03| Merkurius.

110 24 22
                                    

"Lain kali jangan kebanyakan main, Ka. Si Juna perlu lo awasin," ujar Mars sembari fokus mengetik, mengerjakan tugas di laptopnya.

Saka yang baru saja datang dan duduk di sofa, bersebrangan dengan Saka, melorot dari duduknya. Terasa ada rasa malas yang tersampaikan dari hembusan nafas panjangnya.

"Dia yang ngotot ikut OSIS, Le. Gue juga udah bilang kalau dia ada apa-apa biar chat gue, biar gue jemput. Udah diingetin juga biar nggak memaksakan diri. Tapi emang ambis anaknya, nanti gue tegur, gue yang diomelin Papa-Mama," jawab Saka.

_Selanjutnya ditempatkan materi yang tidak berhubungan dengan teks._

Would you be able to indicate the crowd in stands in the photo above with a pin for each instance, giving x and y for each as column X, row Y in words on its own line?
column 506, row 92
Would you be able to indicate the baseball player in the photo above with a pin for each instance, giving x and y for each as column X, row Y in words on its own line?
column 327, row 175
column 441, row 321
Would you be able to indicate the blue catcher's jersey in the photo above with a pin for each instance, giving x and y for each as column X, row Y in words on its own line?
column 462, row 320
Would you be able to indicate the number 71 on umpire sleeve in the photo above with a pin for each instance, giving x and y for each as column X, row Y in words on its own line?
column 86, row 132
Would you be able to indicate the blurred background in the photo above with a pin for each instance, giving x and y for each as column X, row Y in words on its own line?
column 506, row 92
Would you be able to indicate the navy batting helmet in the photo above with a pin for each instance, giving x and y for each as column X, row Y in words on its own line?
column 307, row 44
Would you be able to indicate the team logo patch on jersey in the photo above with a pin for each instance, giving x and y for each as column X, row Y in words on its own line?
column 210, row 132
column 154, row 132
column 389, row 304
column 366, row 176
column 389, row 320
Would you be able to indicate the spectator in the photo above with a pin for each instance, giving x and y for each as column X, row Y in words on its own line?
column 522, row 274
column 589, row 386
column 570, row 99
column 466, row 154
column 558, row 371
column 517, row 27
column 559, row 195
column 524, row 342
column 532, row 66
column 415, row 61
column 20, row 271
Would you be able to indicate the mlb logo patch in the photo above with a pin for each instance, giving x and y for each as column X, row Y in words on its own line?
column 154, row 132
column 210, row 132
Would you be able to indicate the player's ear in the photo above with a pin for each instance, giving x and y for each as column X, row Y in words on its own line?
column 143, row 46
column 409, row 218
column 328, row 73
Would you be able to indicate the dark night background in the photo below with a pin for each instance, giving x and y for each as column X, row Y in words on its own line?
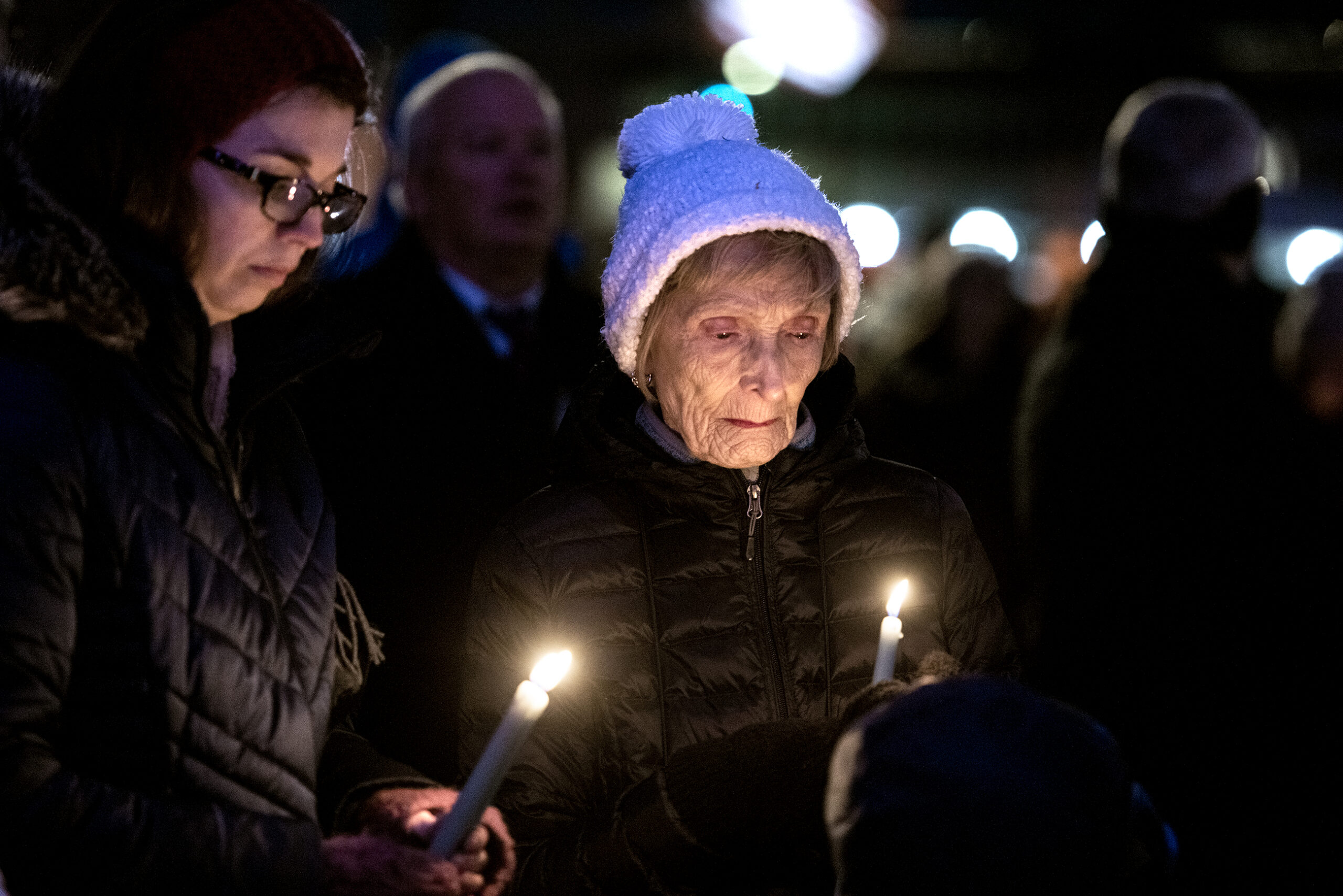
column 1008, row 112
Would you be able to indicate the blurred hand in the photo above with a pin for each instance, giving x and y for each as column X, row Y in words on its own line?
column 409, row 815
column 372, row 866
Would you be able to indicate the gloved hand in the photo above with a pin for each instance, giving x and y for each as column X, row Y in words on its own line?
column 740, row 815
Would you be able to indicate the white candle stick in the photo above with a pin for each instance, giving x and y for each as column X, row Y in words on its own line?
column 891, row 634
column 529, row 701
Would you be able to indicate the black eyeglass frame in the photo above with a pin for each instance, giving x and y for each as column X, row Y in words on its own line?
column 268, row 183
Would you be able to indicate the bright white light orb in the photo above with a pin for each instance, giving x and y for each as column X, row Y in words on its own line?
column 551, row 668
column 987, row 229
column 754, row 66
column 1311, row 249
column 873, row 231
column 826, row 45
column 898, row 598
column 1090, row 238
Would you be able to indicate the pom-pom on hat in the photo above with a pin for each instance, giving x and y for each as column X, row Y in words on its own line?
column 696, row 173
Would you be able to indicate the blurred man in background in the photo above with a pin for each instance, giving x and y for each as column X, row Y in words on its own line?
column 1165, row 503
column 978, row 785
column 947, row 405
column 429, row 439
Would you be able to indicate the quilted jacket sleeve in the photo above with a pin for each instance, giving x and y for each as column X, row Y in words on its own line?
column 974, row 626
column 552, row 797
column 59, row 830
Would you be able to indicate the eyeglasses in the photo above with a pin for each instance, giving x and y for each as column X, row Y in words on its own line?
column 285, row 200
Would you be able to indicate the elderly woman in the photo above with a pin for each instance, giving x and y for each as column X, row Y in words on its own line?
column 719, row 547
column 172, row 649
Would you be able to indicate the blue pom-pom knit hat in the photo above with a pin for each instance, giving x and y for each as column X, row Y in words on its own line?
column 696, row 173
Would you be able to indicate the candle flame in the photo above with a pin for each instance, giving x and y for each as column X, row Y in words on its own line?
column 551, row 668
column 898, row 597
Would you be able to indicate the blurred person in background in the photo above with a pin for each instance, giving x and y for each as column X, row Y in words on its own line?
column 425, row 441
column 1165, row 500
column 1310, row 344
column 719, row 546
column 978, row 785
column 175, row 640
column 948, row 403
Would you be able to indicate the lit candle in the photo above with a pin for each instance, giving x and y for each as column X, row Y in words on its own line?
column 891, row 634
column 529, row 701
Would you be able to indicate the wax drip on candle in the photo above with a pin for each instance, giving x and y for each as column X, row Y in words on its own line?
column 529, row 701
column 888, row 645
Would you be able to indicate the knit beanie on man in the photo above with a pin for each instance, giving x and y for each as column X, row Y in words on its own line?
column 696, row 173
column 1179, row 150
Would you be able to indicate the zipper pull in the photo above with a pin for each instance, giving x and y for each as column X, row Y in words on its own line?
column 754, row 512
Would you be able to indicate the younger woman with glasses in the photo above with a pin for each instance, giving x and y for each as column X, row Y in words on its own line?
column 175, row 643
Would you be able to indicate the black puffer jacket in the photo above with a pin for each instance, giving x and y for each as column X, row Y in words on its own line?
column 167, row 601
column 638, row 564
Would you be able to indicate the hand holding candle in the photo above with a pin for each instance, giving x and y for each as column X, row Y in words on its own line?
column 891, row 634
column 529, row 701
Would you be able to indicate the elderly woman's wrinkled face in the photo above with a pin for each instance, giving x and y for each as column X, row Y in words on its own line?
column 731, row 363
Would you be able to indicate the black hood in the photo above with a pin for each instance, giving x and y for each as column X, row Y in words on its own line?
column 53, row 268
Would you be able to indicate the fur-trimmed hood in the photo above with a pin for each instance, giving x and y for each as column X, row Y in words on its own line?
column 53, row 268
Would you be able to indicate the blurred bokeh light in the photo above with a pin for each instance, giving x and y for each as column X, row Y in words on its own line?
column 754, row 66
column 1311, row 249
column 825, row 45
column 986, row 229
column 1090, row 238
column 875, row 233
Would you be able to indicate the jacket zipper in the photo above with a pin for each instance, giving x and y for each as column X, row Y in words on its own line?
column 233, row 477
column 755, row 514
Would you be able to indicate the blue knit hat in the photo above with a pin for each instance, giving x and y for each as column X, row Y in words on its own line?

"Ya jangan dimarahin, dia itu mau berusaha, dia ambis karena punya mimpi yang besar. Cukup Lo dukung dan jagain. Bukan di biarin sendiri,"

Ucapan Mars hanya ditanggapi senyuman senyap oleh Saka. Bisa-bisanya Mars berkata seolah dia sudah menjadi kakak yang baik, padahal apa yang dia lihat dari sikapnya ke Jiyan juga tidak pernah demikian.

Dibalik batas ruangan, Jiyan menelan salivanya setelah menarik nafas pelan. Berusaha membuang rasa sesak yang beberapa sekon lalu menyelinap ke dalam dadanya, bersamaan dengan obrolan Mars dan Saka yang menyapa telinga. Seperhatian itu Mars terhadap sepupunya.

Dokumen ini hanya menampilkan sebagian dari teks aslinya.